From the very outset, their avant-garde mashups of artists’ self-portraits and the elevation of everyday objects to the status of art involved a sideways movement – with a church bell ringing, the camera feels its way unhurriedly across London’s roofs as they brush the skies until eventually a church tower comes into view. What follows is shots of plants, a garbled Our Father, people, city. From this trinity of religion, man and nature the two artists put together a collage on the suitability for art of everyday things, in this case the everyday world of Margret Thatcher’s 1980s London. This collage, which at times appears fraught with meaning and at others crazily subversive, is also about art in general.

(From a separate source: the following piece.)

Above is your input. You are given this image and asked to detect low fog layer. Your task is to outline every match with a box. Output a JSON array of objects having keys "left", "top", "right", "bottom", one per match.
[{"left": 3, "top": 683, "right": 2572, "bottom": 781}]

“I believe in art, beauty and the life of the artist, who is an eccentric person and has something to say about himself. Beauty is my art,” is one statement reeled off by Gilbert & George, one after the other in their sweeping, unemotional cadences. What is beauty, what is art? The answer is evidenced by the work of the two artists who have been working together since they met at Saint Martin’s School of Art in London in 1967: With everything, what is important is how you look at it. The entire film is, in a manner of speaking, one of the “living sculptures” in which Gilbert & George are simultaneously the subject of and the protagonists in their art which, moreover, they take out onto the streets for debate.
We are unhealthy, middle-aged, dirty-minded, depressed, cynical, empty, tired-brained, seedy, rotten, dreaming, badly behaved, ill-mannered, arrogant, intellectual, self-pitying, honest, successful, hard-working, thoughtful, artistic, religious, fascistic, blood-thirsty, teasing, destructive, ambitious, colorful, damned, stubborn, perverted and good. We are artists.
As a contemporary historical document, “The World of Gilbert & George”, shot between 1980 and 1981, shows a dismal British capital. Everything is gray and gloomy as the handheld camera wobbles through the streets, capturing scraps of graffiti daubed on the walls of shabby buildings. When the Union Jack, which the two also looked at in one of their most extensive series, their 2008 “Jack Freak Pictures”, starts fluttering gloomily in the wind viewers are automatically reminded of the present-day phenomenon that is BREXIT.
The film shows a dismal British capital
Even the young people that the duo interview do not exactly exude the joys of spring. They have been captured in portraits that are so close up that their faces, sometimes youthful and chubby, sometimes emaciated, tell entire stories in a single facial expression. As their answers reveal, (“meeting friends”, “hanging out”, “playing soccer”), they have been asked about their interests and hobbies. Another time, the camera zooms slowly from a medium shot to the face of a naked young man. “I am a young man” the latter says three times, while smoking at the same time. The words assume the scale of a mantra. Does he believe this himself? For how much longer will he remain young?
A whole cabinet of curiosities, of moods and feelings, is revealed in these scenes, some of which appear spontaneous and documentary, others evidently staged: The poetry of everyday life. At the same time, they reveal the absurdity of human existence, complete with entertaining nonsense. You can imagine that the French existentialists would have enjoyed the film. From time to time but repeatedly the two return to the wood-paneled apartment in the Spitalfields district of London’s East End where they have lived for over five decades and from which they look out over their hometown as if from a command center.
Everything in the service of art
It goes without saying that drinking is something that “Gilbert & George” do, after all, intoxication has always been a topic favored by the duo. Once, the camera captures glasses being emptied and refilled by a shaking hand – the two – their heads are not visible – are surrounded by a pub atmosphere. Another time they get drunk in front of a white, brightly lit background. They lurch, slur their speech, gesticulate. George, as is so often the case, has a cigarette in his hand. Boozing for the sake of their art.
What the pair gets through in “The World of Gilbert & George” is many things – eccentric, fascinating, repugnant, entertaining, full of symbols and it touches on a whole range of topics. These might not be easily accessible in their associative montage, but they are always worthwhile. In the end what we are confronted with is a vitamin-packed, never-ending orgasm where fruit and vegetables rub up against each other. As they once put it, “we are the slaves of beauty”. And it is their own, altogether idiosyncratic beauty that Gilbert & George are celebrating within their own world.